Justement, les électeurs vont être appelés aux urnes au printemps prochain pour les régionales. Et on pourrait considérer que dans cette logique, l'UDF présente des listes autonomes... Vous êtes candidat en Ile-de-France ; une liste UDF compromettrait gravement votre combat ?
- "Merci de vos encouragements... La seule chose que je peux vous dire, c'est que là encore, la balle n'est pas dans mon camp, elle est plutôt dans le camp de celles pou ceux qui, là encore, partageant les mêmes idées que nous, voudraient malgré tout marquer leurs différences. Je crois qu'il y a un moment où chacun doit, là encore, prendre ses responsabilités. Pour ce qui me concerne, en Ile-de-France - mais je sais que c'est le cas de tous mes amis qui sont candidats dans d'autres régions -, la porte est grande ouverte à discuter, puisque nous partageons les mêmes idées, les mêmes valeurs. La seule chose que je veux rappeler, c'est que les élections ont lieu en mars, et que si on se parle après le mois de mars, cela ne servira plus à rien ; mieux vaut se parler avant."
L'invitation est lancée ?
- "Elle l'a été depuis plusieurs semaines, puisque dès le lendemain du jour où j'ai été proposé comme candidat pour l'UMP, j'ai immédiatement contacté mes amis de l'UDF. Pour le reste, soyons tout à fait clairs : je suis parti en campagne ; une campagne électorale, c'est une machine lourde.
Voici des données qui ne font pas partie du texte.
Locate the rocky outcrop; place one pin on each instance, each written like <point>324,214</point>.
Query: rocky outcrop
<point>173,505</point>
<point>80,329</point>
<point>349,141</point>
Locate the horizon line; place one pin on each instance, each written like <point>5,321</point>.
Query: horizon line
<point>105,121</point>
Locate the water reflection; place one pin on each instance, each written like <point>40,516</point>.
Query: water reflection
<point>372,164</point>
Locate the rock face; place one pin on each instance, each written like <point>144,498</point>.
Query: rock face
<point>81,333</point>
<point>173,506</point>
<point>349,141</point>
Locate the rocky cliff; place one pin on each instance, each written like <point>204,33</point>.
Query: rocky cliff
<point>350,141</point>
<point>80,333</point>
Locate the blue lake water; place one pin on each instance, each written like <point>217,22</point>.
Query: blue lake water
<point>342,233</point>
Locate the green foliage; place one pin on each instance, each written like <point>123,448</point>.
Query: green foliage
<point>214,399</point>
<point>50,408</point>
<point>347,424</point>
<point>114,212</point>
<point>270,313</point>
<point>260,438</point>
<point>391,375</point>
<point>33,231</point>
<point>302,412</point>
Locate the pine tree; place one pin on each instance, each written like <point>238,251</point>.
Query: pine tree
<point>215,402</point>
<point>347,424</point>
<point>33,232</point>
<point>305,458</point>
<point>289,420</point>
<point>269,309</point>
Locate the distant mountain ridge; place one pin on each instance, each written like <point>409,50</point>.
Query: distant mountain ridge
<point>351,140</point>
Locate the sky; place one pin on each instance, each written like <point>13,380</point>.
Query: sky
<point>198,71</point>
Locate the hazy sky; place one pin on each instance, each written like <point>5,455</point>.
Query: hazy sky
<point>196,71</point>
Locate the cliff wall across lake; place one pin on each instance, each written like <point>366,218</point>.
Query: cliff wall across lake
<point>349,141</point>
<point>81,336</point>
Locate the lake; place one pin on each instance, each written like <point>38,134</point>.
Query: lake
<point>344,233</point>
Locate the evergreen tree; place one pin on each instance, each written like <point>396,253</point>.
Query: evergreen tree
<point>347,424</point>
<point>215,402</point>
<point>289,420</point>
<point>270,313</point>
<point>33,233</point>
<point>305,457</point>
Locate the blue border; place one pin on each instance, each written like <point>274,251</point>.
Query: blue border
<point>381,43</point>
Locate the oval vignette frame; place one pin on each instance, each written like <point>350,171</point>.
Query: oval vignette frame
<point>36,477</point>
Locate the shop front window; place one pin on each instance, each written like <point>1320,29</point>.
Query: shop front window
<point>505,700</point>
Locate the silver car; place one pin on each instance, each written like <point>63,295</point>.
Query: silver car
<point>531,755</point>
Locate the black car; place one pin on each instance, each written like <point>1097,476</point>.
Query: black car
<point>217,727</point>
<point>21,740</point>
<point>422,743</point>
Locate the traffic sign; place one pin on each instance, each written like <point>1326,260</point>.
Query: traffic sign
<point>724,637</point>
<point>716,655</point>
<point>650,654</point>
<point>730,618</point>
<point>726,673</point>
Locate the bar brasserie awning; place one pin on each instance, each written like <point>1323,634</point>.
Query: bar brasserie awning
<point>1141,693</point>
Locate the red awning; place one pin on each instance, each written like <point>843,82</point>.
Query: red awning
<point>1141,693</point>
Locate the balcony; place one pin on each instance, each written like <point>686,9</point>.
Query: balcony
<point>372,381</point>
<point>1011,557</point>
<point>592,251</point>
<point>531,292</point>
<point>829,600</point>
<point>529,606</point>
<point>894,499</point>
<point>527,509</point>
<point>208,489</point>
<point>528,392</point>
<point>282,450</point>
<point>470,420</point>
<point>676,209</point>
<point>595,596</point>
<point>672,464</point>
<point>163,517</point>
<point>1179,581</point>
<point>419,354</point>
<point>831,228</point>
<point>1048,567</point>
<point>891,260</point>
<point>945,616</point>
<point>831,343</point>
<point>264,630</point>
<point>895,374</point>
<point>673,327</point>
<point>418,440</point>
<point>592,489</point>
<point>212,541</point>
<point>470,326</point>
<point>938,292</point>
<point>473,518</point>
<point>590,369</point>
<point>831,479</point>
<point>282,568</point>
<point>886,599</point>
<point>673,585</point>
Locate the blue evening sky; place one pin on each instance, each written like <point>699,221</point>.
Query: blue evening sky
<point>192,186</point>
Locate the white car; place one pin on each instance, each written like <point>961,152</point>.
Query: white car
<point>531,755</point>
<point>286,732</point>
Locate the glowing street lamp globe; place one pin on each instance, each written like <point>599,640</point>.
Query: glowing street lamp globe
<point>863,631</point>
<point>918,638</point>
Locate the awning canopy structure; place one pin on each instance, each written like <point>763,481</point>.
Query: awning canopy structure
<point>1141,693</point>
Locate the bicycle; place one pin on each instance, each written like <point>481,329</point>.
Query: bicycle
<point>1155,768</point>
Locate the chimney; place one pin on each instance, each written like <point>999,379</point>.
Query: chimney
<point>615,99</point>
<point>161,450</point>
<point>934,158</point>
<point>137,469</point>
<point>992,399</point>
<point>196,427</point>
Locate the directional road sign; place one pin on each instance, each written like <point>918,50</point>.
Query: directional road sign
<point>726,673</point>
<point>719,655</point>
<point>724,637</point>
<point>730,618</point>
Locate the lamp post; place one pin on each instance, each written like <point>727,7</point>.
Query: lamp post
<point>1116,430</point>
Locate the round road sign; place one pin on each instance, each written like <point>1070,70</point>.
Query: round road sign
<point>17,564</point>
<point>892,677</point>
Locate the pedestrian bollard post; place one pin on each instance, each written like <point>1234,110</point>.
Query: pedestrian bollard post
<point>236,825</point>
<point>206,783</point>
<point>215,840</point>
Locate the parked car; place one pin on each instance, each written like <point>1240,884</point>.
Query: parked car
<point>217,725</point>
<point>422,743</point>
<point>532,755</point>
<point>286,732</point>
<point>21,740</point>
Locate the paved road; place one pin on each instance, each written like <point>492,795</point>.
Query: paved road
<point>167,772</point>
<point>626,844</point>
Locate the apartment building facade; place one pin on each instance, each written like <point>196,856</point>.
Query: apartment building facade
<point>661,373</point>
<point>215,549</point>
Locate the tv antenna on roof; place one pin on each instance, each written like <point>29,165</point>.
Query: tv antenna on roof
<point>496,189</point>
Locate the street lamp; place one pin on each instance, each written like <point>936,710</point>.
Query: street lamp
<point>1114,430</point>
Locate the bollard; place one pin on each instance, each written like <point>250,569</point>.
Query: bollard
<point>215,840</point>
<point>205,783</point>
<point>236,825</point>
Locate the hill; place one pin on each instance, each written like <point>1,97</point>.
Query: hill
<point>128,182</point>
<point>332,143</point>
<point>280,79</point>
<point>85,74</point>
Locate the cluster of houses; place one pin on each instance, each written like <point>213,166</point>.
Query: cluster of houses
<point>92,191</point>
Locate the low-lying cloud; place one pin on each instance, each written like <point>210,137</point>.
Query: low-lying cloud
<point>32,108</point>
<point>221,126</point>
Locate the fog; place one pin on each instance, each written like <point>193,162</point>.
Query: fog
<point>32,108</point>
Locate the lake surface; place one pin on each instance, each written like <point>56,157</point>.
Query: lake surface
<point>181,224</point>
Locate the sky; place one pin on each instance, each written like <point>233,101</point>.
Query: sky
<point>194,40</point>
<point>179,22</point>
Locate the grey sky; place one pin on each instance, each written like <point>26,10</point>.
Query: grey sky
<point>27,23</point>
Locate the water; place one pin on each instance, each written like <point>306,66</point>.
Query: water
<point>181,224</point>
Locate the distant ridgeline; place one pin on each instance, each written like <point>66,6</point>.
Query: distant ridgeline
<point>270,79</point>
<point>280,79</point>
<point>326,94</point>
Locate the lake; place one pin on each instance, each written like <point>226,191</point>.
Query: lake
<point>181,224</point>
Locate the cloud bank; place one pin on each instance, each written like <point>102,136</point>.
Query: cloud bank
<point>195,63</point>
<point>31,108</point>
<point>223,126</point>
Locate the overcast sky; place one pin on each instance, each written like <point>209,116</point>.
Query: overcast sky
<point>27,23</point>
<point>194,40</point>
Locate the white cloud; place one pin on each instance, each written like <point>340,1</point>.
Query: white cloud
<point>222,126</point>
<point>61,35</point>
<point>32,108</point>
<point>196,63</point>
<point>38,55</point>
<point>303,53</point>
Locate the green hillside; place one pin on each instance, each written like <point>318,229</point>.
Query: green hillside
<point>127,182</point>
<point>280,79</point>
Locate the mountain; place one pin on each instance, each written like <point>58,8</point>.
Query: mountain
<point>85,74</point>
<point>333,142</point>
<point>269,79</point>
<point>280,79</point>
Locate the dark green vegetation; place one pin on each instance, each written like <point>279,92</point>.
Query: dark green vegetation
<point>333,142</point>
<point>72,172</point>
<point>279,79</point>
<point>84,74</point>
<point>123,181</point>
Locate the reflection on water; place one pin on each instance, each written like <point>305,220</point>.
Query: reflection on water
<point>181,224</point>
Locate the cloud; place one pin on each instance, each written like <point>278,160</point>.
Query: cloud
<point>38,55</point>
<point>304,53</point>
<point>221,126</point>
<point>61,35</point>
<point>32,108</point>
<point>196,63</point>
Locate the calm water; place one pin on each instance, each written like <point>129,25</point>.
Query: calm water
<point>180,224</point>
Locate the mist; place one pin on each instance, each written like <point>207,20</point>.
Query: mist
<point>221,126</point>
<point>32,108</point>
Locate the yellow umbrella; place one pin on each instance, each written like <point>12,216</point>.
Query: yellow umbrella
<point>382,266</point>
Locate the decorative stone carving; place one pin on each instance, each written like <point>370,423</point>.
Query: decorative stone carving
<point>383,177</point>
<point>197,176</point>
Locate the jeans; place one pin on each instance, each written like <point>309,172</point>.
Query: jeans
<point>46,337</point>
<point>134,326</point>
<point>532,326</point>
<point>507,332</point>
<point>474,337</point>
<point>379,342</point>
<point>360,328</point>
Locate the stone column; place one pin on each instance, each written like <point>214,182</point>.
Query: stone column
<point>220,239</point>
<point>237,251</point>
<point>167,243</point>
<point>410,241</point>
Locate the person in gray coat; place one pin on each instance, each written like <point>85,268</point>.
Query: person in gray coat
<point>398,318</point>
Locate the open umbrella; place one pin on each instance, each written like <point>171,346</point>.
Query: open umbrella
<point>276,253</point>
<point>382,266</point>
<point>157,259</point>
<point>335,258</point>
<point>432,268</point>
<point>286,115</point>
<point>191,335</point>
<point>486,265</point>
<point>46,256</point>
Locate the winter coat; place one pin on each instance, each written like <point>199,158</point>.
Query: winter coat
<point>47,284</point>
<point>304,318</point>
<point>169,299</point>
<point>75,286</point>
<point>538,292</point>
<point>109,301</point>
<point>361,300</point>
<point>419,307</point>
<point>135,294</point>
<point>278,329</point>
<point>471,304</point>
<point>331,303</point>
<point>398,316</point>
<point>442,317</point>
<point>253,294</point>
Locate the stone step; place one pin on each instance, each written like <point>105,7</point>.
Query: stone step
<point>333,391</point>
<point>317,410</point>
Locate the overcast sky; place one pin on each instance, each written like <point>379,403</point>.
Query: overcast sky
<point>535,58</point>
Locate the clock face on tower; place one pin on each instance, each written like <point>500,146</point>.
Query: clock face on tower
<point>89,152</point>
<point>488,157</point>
Donc pour ce qui me concerne, je suis maintenant depuis un mois dans une logique de réflexion sur le projet, sur les candidats, et donc ma campagne est lancée."
Je voudrais revenir à une affaire qui perturbe beaucoup le débat politique en ce moment, qui est l'affaire du port du foulard. A titre personnel, est-ce que vous êtes favorable à un texte de loi ?
- "Non, à titre personnel, je considère qu'il ne faut pas mettre la charrue avant les boeufs - si je peux me permettre cette expression. Le sujet n'est pas posé en ces termes. Ce qui compte, c'est l'efficacité. Rien n'a jamais pu démontrer que rajouter une loi à une loi réglait tous les problèmes. Sinon, ça se saurait. Il y a aujourd'hui toute une série de dispositions qui existent ; je peux en témoigner en tant qu'élu. A Meaux, je vois bien comment nos chefs d'établissement scolaire réagissent sur des problèmes comme ceux-là. Il y a aujourd'hui des dispositions qui permettent de veiller à ce que la laïcité soit appliquée à l'école. En revanche, là où elle ne l'est pas, il faut, au cas par cas, prendre les décisions qui s'imposent - on l'a vu la semaine dernière à Aubervilliers. Il y a donc toute une série de choses qui peuvent être prises. Veillons aujourd'hui à débattre au fond sur ce que c'est que la laïcité et à veiller à ce que chacun puisse, effectivement, aujourd'hui, exercer son culte librement, dans le respect de celui des autres."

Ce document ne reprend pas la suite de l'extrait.